身代金要求の画面(出典:シマンテック)
シマンテックは、Androidを狙って欧米で広く拡散していたランサムウェア(端末をロックしたりして人質にとり、身代金を要求するマルウェアの一種)が日本語化されて上陸したと注意喚起しています。
このランサムウェア「Android.Lockdroid」は、スマートフォンにインストールされると端末の管理者機能を要求し、端末をロックして使用不能にします。欧米を中心に拡散されていましたが、アジア進出を目論み、まず日本に上陸したといいます。
Android.Lockdroidの最近の亜種の分布(出典:シマンテック)
シマンテックでは、日本語設定の端末にインストールされると、身代金要求のメッセージを日本語で表示するケースを確認。欧米のユーザーを狙っていたモバイルランサムウェアが、アジア言語でも登場した初めてのケースだとしています。
Android.Lockdroidは、アダルトサイトから手動でダウンロードされて感染することが多くなっていますが、ユーザーがサイトの広告をタップした際、端末に自動的に侵入するケースも確認されています。さらに、アダルト動画アプリを装ってインストールを誘導したり、OSにパッチ適用が必要だと騙ってシステムアップデートに偽装したりする亜種も拡散しているとのこと。
アダルト動画アプリやシステムアップデートに偽装する(出典:シマンテック)
Android.Lockdroidの亜種では、今インストールしたアプリが不正なものであるとユーザーに疑わせないため、30分以上待機してから活動開始する場合もあります。C&Cサーバ(侵入先の端末を攻撃する役割のサーバ)にアクセスして、端末の設定言語が日本語であると確認すると、日本のユーザー向けにローカライズされた身代金要求メッセージを表示します。
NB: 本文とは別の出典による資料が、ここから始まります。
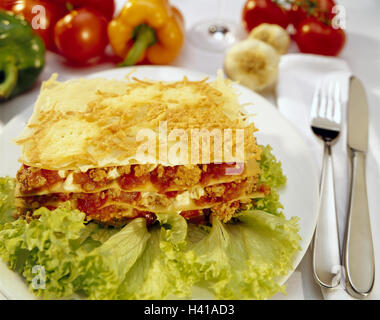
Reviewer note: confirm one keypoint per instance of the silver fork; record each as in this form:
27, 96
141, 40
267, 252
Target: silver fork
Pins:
326, 124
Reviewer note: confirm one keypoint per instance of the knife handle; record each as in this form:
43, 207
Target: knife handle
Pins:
359, 259
326, 254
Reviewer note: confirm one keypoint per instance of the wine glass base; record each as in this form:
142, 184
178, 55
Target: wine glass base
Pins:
215, 35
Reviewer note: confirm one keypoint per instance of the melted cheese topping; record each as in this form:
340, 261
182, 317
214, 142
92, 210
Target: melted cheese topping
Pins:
92, 123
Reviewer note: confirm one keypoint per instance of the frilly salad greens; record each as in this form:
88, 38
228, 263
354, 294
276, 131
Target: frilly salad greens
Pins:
242, 259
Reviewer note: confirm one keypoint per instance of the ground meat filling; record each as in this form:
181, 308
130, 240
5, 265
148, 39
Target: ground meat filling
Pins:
102, 206
163, 177
33, 179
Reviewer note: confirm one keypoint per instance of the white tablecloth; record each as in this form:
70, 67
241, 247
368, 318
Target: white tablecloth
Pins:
362, 53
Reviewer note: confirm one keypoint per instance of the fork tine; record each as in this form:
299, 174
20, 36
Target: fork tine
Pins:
338, 103
316, 100
324, 99
330, 99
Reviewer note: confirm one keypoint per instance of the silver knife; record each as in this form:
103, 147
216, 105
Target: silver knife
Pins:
358, 256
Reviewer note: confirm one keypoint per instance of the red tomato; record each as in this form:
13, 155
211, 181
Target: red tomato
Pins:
256, 12
105, 7
81, 35
314, 36
6, 4
302, 9
42, 16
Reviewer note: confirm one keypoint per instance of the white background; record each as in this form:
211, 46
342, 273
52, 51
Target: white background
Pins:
362, 52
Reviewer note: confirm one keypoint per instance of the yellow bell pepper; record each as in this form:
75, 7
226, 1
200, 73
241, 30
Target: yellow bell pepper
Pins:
147, 29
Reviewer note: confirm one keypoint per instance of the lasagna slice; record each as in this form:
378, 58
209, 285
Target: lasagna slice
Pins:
83, 145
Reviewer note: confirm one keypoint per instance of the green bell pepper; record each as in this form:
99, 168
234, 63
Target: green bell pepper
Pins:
22, 55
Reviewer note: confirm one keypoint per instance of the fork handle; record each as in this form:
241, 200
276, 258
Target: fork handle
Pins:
326, 254
358, 252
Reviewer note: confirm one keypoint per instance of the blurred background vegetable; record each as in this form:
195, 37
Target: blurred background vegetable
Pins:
22, 55
256, 12
76, 29
147, 30
314, 36
81, 35
51, 15
312, 22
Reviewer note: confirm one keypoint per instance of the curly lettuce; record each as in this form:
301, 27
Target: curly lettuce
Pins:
242, 259
272, 176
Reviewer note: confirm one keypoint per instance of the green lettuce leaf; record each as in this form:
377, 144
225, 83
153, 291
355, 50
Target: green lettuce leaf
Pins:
157, 274
272, 176
60, 255
7, 209
244, 259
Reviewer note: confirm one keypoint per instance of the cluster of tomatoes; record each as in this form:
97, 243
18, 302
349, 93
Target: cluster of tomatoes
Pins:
77, 29
314, 30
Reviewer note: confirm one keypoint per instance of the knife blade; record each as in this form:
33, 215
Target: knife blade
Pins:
357, 133
358, 256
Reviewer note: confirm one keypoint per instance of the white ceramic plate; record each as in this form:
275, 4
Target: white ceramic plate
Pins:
299, 197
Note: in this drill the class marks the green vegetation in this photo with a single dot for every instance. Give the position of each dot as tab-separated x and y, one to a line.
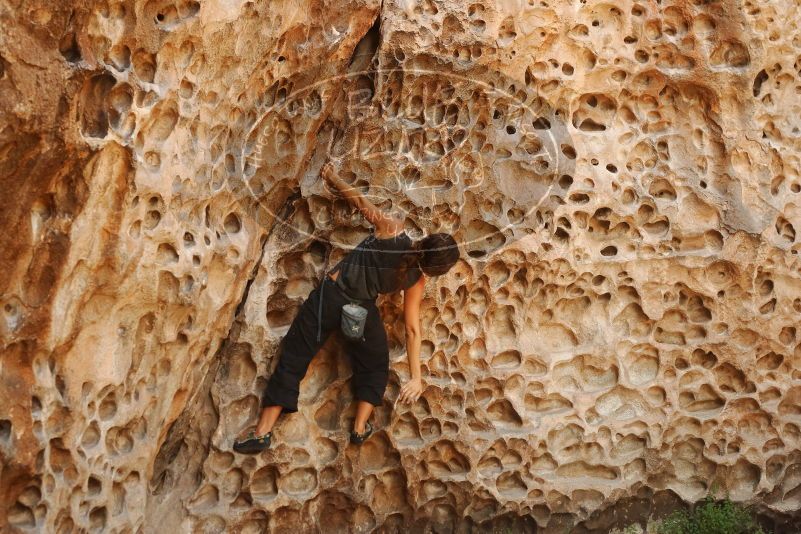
711	516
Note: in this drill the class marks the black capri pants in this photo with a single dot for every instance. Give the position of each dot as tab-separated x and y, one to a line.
369	357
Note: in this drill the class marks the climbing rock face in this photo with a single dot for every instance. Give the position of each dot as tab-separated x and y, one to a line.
619	335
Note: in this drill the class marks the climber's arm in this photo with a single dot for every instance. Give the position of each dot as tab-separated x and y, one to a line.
385	223
411	316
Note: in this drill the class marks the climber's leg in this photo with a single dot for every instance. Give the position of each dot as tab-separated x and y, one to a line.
369	359
298	347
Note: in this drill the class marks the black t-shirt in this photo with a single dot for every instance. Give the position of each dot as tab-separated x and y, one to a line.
372	267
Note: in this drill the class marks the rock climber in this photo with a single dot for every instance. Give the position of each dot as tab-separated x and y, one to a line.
386	261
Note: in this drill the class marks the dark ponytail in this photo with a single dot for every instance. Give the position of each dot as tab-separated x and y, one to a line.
434	255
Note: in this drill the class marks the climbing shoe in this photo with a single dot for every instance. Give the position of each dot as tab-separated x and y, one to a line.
358	439
253	444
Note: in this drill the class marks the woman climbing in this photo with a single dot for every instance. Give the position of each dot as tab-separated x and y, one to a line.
384	262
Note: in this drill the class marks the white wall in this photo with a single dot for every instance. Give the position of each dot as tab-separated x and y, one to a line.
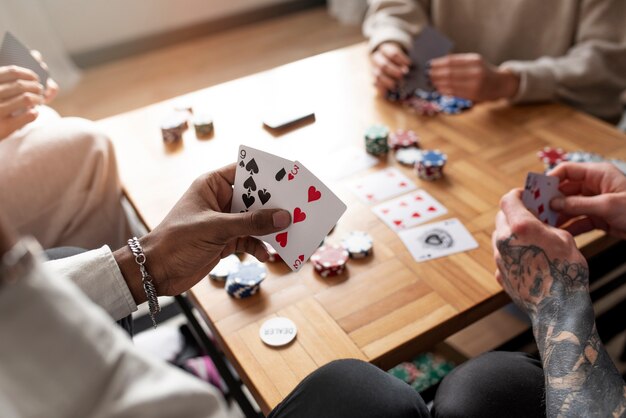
84	25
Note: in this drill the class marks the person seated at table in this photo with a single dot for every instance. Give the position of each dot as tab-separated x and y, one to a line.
59	179
525	51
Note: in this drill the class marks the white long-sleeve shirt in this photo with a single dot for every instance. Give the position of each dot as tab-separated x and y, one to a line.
63	356
568	50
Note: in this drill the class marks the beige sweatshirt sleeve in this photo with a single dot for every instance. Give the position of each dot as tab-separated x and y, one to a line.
395	20
593	69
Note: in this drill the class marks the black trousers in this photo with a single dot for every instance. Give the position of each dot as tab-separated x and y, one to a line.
495	384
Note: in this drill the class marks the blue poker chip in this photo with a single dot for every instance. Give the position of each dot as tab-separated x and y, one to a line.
434	158
358	244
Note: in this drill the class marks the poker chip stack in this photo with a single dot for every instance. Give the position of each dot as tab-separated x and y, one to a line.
330	260
403	139
245	281
173	127
551	157
430	165
358	244
203	125
376	138
224	268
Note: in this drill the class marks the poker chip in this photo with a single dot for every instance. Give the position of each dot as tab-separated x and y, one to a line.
278	331
403	139
274	256
203	125
376	137
430	165
245	280
408	156
551	157
224	268
584	157
358	244
330	260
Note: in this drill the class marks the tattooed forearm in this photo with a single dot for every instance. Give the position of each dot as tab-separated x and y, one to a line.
581	379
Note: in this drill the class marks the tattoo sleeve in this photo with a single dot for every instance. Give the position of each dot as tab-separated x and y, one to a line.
581	379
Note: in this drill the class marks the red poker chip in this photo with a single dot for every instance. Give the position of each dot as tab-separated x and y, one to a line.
552	156
403	139
329	257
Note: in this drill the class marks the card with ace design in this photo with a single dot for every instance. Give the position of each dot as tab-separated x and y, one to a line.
259	178
409	210
539	190
382	185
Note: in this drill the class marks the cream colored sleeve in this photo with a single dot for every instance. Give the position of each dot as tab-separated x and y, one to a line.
395	20
592	74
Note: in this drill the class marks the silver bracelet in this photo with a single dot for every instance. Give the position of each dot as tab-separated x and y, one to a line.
146	279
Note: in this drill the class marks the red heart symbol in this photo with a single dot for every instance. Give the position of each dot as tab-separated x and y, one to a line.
314	194
298	216
282	239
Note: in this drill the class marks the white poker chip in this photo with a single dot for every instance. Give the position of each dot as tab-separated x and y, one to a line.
408	156
278	331
225	267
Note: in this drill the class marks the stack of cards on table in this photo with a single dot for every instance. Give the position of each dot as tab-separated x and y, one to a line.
265	181
403	208
13	52
539	190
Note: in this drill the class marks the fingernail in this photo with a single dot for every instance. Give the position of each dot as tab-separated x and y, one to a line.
557	203
281	219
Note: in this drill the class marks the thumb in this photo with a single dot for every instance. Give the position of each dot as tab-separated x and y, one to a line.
258	222
581	205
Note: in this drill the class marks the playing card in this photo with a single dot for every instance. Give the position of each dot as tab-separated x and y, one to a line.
428	45
13	52
315	209
437	239
409	210
259	178
538	192
382	185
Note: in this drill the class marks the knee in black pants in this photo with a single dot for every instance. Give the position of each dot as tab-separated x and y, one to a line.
351	388
495	384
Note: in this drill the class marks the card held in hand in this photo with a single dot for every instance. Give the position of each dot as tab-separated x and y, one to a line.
265	181
539	190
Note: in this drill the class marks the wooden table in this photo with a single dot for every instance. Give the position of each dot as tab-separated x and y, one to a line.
387	307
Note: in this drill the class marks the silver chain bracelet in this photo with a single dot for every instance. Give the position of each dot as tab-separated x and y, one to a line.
146	279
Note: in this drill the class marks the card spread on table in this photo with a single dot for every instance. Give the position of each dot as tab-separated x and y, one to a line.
538	192
428	45
382	185
13	52
437	239
265	181
409	210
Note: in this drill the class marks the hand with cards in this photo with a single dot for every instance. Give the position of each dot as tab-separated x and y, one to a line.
197	233
23	86
594	198
264	180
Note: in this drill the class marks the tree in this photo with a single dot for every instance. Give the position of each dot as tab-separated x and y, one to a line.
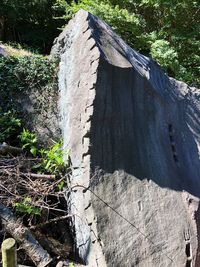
167	30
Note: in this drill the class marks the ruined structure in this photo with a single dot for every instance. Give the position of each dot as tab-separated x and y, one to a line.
133	135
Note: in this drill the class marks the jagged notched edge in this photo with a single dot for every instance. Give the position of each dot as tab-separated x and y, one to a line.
90	83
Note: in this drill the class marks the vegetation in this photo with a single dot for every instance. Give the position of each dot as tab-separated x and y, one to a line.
166	30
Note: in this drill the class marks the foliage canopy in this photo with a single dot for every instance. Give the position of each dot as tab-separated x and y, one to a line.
167	30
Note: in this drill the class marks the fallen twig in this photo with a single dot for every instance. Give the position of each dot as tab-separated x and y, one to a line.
24	237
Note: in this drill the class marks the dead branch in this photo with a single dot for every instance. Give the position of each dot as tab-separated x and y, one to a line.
9	150
24	237
38	175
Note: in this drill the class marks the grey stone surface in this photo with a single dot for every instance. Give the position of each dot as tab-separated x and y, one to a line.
134	137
メッセージの内容は、ユーザーが不正なポルノ画像を閲覧/保存したため、法執行機関が端末をロックしたという文面。端末のロックを解除するには罰金1万円を支払うよう要求し、iTunesカードのコードを催促してきます。一部はインカメラでユーザーの写真を撮影し、脅迫メッセージに利用してくるケースもあるといいます。
ユーザーの端末の設定言語に応じてローカライズする(出典:シマンテック)
対処法としては、セーフモードでAndroid.Lockdroidの削除を試みることが可能です。ただし、すでにマルウェアに端末の管理者機能を取得されている場合には削除できないため、端末を復元するには工場出荷時にリセットするしかありません。
なお、アジアを狙うランサムウェア攻撃は、PC向けのランサムウェア同様、今後も増えるものとシマンテックは予測しています。